Former India coach Greg Chappell said on Saturday that he wants to turn the country into the epicentre of the on-field game by spotting, moulding and training young talent through a nationwide search programme.
Now an advisor to the Future Cricket Academy of the Rajasthan Cricket Association (RCA), Chappell said that he, along with bio-mechanist Ian Frazar, would be delighted to play a hand in India becoming a global cricketing power.
"India is the financial epicentre of cricket. I want it to be the epicentre on the field," Chappell said in his first interaction with the media since leaving the country after completion of his two-year eventful tenure as national coach in March.
Chappell was speaking, as passionately as ever, on the occasion of the launch of the academy as well the search programme devised by the London-based Emerging Media, a television media development company.
The former Australia captain said that his endeavour would be to mould the trainees into flexible and mentally strong players who could go on and play high grades of competitive game - and eventually play for India.
"My aim would be to make the players mentally strong and go beyond fear. Fear has no place in the game. They also have to be accountable, for themselves and for the team," he said, sitting along side his comrade-in-arms Frazer.
"Players need to be entertainers as much as cricketers," he said, referring to the Twenty20 format of the game.
He said in future players would have to be more flexible to adjust to the three formats - Tests, one-dayers and Twenty20.
Chappell would train the teenaged boys - picked from 16 cities by two unnamed former players - for six weeks at the academy at the Sawai Man Singh Stadium.
The talent hunt, for which online registration started on www.cricketstar.tv Saturday, will also be aired in 16 episodes on TV.
Unlike chairman of Indian selection committee Dilip Vengsarkar, Chappell feels there is no dearth of talent in the country.
"We believe talent is not an issue in India, even athleticism is not an issue," he said, giving the example of the competent soldiers who form the Indian Army.
Comparing the present "exciting" era of the game to Kerry Packer's World Series Cricket (WSC) of the 1970s in Australia, Chappell, who also played in that breakaway series, said that it would take three years for the fruits of the academy to bear.
"It will not be an overly long process. In three years you will see players coming through the academy," he said.
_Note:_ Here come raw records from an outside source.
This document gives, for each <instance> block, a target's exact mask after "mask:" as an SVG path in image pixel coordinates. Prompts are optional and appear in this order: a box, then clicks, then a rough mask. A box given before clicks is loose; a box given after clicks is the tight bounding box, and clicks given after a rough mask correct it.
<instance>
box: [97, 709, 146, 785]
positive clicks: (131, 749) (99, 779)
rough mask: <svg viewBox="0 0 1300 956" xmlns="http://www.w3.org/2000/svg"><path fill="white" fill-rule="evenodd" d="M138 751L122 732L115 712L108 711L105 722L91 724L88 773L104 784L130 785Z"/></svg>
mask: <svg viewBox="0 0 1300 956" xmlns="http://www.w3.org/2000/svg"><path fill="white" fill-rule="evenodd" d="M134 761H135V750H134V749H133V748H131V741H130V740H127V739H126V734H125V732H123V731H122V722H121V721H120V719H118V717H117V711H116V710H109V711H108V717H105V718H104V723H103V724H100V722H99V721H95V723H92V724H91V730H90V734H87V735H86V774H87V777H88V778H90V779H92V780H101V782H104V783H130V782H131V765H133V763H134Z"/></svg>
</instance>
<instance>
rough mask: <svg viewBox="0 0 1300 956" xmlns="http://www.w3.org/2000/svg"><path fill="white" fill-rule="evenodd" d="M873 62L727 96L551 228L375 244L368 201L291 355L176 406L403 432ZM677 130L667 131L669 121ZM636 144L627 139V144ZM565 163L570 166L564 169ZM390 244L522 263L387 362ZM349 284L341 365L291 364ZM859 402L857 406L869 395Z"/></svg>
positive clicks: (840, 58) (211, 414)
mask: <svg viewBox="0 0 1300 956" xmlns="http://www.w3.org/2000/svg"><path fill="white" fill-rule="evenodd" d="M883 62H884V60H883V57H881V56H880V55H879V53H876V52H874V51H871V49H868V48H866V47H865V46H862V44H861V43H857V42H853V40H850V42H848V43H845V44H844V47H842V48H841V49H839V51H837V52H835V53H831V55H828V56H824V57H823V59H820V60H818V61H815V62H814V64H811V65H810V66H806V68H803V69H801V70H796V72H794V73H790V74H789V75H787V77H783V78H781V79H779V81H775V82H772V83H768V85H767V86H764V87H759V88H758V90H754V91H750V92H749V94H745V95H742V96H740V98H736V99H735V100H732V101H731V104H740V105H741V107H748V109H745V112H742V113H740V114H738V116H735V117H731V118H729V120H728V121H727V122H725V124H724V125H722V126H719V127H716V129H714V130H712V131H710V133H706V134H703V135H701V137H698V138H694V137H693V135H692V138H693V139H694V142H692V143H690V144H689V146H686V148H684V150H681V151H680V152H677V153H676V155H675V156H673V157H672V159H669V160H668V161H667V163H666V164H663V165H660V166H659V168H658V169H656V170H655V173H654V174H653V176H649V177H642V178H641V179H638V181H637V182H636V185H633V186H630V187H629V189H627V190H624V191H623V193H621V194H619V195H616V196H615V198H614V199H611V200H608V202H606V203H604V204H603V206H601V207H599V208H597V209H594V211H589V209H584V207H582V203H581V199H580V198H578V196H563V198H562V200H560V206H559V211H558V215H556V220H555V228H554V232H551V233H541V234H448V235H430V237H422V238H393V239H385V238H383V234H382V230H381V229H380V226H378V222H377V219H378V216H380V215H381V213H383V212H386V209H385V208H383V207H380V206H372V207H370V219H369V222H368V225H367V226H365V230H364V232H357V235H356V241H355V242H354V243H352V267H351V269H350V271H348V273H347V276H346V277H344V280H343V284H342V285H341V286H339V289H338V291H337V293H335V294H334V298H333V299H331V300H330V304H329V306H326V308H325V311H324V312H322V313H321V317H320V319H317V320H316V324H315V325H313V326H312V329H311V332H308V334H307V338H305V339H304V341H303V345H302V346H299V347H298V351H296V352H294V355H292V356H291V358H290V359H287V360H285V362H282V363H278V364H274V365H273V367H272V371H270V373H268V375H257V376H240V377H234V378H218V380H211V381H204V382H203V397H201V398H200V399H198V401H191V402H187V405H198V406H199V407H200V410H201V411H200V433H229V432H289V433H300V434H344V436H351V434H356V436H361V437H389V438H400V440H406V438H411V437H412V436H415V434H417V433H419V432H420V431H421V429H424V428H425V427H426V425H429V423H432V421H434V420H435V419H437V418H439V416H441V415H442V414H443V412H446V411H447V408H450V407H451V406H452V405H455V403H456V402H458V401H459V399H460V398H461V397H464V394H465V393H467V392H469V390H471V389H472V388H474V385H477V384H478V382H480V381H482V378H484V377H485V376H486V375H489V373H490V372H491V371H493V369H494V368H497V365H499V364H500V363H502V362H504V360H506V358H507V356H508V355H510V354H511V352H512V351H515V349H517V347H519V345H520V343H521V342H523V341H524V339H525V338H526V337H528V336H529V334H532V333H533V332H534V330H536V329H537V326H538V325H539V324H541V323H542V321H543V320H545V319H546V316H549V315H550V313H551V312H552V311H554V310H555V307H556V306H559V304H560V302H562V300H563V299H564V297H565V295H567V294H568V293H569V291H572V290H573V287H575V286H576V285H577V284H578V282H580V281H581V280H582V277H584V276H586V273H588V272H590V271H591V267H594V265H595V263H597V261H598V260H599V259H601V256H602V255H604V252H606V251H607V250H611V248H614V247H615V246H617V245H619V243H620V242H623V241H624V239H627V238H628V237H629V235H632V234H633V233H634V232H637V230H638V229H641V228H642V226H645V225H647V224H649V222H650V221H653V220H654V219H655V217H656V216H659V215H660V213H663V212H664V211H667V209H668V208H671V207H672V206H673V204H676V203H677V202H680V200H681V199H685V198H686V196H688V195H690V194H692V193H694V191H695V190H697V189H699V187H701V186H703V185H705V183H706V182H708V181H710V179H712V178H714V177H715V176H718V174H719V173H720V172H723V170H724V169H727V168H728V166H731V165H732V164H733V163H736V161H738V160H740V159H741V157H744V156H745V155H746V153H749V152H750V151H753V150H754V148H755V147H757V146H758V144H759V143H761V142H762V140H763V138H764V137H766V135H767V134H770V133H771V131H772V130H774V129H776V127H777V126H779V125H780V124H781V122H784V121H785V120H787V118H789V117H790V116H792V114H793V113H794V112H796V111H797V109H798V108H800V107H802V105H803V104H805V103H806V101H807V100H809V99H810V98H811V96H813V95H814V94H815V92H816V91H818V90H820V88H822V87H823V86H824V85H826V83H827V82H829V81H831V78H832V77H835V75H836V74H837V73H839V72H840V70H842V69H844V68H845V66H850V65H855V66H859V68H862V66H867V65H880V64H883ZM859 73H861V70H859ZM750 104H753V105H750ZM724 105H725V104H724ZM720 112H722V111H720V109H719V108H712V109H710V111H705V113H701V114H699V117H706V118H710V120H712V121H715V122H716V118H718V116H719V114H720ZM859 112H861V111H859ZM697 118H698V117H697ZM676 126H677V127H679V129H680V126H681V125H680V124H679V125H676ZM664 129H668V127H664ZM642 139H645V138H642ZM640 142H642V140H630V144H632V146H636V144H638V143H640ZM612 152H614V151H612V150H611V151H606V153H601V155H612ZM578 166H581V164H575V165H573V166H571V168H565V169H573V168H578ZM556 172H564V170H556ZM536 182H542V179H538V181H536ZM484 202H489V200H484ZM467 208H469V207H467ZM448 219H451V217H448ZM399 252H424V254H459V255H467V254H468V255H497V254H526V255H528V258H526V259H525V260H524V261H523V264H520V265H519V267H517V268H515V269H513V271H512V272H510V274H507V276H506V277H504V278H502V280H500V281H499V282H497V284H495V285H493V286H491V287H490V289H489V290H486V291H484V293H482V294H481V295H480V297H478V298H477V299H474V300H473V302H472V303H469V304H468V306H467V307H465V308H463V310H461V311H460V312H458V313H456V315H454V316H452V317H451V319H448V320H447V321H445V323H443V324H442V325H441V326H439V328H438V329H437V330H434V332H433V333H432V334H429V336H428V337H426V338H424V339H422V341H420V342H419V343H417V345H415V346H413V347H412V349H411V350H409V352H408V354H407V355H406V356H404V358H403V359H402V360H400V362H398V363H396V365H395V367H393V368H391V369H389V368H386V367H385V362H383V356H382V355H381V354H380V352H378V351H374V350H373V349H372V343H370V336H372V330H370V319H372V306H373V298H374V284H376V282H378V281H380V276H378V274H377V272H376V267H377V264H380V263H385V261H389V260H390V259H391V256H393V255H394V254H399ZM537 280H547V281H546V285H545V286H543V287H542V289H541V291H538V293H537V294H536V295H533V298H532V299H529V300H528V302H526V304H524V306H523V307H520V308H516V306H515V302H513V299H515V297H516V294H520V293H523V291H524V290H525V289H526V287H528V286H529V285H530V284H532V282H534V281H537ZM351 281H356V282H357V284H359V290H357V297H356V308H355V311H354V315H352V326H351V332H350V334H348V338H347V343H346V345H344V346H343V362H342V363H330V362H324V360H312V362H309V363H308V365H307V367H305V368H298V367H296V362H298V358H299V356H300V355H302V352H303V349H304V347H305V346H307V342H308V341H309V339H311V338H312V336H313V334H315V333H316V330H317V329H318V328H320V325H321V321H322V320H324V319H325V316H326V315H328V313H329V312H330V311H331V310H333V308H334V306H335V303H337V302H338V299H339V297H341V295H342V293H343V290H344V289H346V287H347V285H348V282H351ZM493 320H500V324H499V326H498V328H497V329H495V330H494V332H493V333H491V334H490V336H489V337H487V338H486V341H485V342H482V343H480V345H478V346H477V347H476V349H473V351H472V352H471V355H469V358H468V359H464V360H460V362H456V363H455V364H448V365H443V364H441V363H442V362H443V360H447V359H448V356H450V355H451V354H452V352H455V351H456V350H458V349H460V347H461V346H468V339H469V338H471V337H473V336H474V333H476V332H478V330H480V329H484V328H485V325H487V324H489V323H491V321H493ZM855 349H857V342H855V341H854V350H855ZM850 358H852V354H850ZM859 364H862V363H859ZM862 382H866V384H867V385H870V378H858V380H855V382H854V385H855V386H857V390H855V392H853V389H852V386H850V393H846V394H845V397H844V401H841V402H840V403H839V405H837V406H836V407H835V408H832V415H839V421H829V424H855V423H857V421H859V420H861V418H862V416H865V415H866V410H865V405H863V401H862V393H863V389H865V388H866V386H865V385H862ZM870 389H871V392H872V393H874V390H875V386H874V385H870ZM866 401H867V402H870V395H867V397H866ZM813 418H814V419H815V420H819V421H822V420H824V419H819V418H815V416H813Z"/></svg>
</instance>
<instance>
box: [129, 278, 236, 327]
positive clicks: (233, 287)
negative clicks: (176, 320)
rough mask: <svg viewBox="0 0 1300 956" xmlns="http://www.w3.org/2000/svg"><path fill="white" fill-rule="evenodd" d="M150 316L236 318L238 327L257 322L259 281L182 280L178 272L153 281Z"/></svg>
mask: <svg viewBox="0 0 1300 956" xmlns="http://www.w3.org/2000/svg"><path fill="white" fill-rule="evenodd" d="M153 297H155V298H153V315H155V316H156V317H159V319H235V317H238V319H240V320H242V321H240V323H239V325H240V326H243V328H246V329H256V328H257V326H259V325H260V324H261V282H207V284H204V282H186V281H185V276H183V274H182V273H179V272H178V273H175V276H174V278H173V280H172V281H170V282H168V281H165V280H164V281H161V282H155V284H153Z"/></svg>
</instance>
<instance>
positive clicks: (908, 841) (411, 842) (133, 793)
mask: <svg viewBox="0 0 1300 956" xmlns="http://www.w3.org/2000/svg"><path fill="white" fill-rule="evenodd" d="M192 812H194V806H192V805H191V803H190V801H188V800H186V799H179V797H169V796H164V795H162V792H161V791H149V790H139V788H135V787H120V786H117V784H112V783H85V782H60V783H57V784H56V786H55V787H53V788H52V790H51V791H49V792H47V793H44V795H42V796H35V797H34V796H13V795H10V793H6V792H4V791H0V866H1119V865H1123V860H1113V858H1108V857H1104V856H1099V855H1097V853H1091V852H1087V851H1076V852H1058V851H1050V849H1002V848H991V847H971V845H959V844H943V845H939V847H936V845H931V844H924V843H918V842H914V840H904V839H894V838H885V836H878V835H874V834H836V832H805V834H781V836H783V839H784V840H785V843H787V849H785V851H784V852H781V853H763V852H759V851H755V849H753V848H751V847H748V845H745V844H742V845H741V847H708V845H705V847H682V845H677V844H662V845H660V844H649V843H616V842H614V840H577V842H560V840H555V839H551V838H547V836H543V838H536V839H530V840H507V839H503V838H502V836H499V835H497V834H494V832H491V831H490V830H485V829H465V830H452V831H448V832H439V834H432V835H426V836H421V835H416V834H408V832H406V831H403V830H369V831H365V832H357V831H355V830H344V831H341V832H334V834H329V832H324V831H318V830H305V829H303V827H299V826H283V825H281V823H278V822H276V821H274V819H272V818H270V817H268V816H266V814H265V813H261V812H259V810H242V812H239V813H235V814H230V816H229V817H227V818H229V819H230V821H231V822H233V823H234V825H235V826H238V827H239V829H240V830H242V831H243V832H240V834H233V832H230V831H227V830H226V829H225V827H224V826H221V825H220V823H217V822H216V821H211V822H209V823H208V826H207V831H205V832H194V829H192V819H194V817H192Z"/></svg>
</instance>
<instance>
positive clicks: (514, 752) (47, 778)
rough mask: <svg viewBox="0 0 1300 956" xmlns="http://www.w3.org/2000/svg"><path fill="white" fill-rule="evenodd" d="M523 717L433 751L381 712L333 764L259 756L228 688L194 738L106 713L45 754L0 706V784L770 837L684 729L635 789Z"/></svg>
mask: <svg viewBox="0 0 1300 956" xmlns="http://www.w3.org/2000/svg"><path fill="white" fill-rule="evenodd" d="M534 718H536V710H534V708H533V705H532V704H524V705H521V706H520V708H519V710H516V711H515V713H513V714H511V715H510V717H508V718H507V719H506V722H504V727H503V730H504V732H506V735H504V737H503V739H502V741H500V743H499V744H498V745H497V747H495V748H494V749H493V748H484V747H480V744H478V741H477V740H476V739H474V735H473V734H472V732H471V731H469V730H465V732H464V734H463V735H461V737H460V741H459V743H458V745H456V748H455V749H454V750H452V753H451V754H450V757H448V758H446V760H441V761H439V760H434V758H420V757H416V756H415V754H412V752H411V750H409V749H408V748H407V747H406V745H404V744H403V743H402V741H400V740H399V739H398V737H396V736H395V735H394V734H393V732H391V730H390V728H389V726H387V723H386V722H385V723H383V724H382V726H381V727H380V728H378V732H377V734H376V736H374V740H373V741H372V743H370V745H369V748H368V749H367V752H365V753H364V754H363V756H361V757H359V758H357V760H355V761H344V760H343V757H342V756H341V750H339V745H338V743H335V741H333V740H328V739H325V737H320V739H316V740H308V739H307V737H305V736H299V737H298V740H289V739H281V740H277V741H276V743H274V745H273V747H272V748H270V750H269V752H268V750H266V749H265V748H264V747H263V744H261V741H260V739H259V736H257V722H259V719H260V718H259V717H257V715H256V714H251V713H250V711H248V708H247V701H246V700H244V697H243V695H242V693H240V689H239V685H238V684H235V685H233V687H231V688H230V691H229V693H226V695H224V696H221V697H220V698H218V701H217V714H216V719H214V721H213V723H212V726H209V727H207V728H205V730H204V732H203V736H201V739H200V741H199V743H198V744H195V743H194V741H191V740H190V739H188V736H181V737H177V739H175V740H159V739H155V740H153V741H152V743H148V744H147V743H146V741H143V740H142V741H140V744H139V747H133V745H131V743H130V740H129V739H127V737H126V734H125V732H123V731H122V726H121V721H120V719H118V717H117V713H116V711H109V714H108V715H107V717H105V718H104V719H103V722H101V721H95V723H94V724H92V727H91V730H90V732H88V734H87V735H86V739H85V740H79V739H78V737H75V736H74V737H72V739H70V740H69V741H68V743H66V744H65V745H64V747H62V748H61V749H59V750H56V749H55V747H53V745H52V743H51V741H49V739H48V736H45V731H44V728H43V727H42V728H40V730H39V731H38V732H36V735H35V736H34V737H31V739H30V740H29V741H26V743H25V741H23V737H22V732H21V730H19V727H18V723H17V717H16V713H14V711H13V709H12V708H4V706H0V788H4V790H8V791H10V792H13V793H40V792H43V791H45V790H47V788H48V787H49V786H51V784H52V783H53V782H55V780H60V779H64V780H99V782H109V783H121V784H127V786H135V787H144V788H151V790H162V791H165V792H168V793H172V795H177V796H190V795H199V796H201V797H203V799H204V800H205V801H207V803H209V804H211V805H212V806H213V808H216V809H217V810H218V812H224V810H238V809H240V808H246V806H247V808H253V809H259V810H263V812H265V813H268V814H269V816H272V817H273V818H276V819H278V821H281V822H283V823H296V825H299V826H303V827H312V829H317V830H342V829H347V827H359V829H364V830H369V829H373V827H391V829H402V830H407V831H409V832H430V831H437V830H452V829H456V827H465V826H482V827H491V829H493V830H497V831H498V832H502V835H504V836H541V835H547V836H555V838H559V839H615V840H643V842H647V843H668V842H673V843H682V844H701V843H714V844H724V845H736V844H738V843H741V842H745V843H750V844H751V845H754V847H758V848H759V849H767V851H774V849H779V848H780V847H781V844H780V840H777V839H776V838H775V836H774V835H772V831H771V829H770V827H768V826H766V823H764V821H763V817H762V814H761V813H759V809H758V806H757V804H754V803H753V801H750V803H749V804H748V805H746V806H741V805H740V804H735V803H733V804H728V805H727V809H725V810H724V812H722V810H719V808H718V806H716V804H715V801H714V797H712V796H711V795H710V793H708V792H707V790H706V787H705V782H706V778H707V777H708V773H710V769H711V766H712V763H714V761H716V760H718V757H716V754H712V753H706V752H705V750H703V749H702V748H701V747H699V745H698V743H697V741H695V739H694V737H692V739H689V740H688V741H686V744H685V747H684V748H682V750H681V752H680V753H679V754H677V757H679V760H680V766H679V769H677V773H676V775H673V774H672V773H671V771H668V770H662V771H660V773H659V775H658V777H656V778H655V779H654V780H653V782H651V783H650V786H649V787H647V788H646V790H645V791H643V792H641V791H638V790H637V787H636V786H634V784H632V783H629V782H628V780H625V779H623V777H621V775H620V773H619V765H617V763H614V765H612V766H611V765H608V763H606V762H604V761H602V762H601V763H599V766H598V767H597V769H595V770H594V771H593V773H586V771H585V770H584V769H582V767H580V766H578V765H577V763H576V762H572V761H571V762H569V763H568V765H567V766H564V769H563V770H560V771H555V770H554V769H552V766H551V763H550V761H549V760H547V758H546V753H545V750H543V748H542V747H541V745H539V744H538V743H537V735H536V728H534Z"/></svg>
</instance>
Among the facilities created at the academy is an obstacles course, on the lines of military or police training. The trainees will be trained to do rope climbing, net climbing and pit clearing amongst other hurdles to make them physically tough.
Chappell, however, declined to answer any controversial questions, even the one involving the one on Sachin Tendulkar's recent scores in 90s.
"It's a minor hiccup in his progress," he said.